[Linux-cluster] Samba Technical thread

Fri Dec 10 21:08:56 GMT 2004

Hi Chris,

> > 2. server role (symmetric vs asymmetric)
> >    GFS aims to be server-less, NFS/CIFS are very server-based, and
> >    others can fall somewhere in between.  (If you consider using
> > GFS above iscsi or nbd then the differences become even more
> > subtle.)
>
> I think it's the second point that's key.  Each node in the GFS
> cluster is  it's own client and server, interacting with the other
> nodes that also have the device mounted.

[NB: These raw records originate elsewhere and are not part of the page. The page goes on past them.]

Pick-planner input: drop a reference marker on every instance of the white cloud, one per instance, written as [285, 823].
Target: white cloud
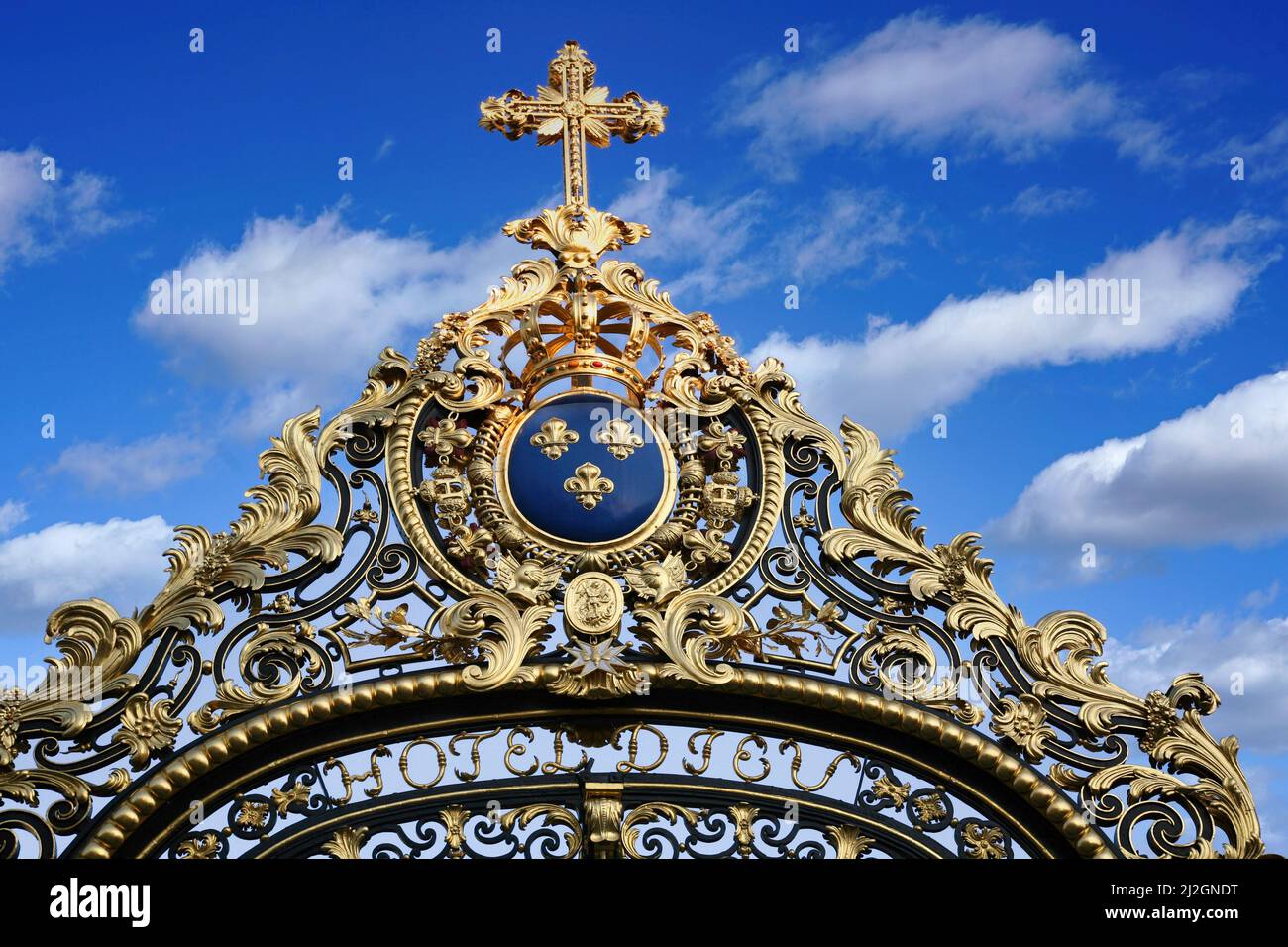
[39, 217]
[711, 244]
[854, 230]
[12, 513]
[1186, 482]
[1266, 158]
[720, 252]
[1232, 654]
[902, 373]
[141, 466]
[120, 561]
[919, 78]
[1038, 201]
[330, 299]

Point 2 is potentially misleading.  A better way to put it:

2.  Uses global synchronization
    GFS uses a global lock manager that allows each node to synchronize
    access directly to the data device and implement per-node caching
    with accurate semantics.

Whether the lock manager is symmetric, server based or hierarchical is
irrelevant.  The point is, when you have global locks you can distribute the 
server work (i.e., have multiple Samba servers working from the same 
underlying filesystem) instead of funnelling everything through a single 
machine.

We now have three different GFS subsystems that are server-based rather than 
symmetric: cluster snapshot, cluster mirror and gnbd network block device.  
And the production version of GFS uses a server-based lock manager.  In 
fact, even the "symmetric" gdlm will sometimes temporarily appoint a server 
to take care of a particularly complex task like recovery from a failed 
node that was mastering some locks.

The point of this is, if you can't address your synchronization problem 
using a server, then you certainly can't address it using a distributed 
system.  It's a case of walking before running.  If you start off by 
getting tangled in distributed database and multiple master issues then 
that will be your whole project: solving distributed database issues, and 
you will never get to the actual problem, which is synchronizing Samba 
servers across multiple nodes.

So I humbly suggest that you design a server-based implementation first, 
get it working, then think about how you might go about distributing the 
database, or if that is even wise.  The more complex the database, the less 
wise it is.

Just to clarify, when I talk about a synchronization server here, I am 
talking about a server that provides synchronization services to multiple 
Samba servers.  After all, the whole point of the exercise is to distribute 
the Samba server.  In solving that problem, you don't want to be solving 
the problem of how to distribute the synchronization server as well.  In 
fact, that's exactly how GFS progressed: the lock manager currently in 
production is a single server with hot standbys.  It's only the alpha 
version in 2.6 that has the distributed lock manager.  It took years to 
move from one to the other, and actually, the move isn't finished yet.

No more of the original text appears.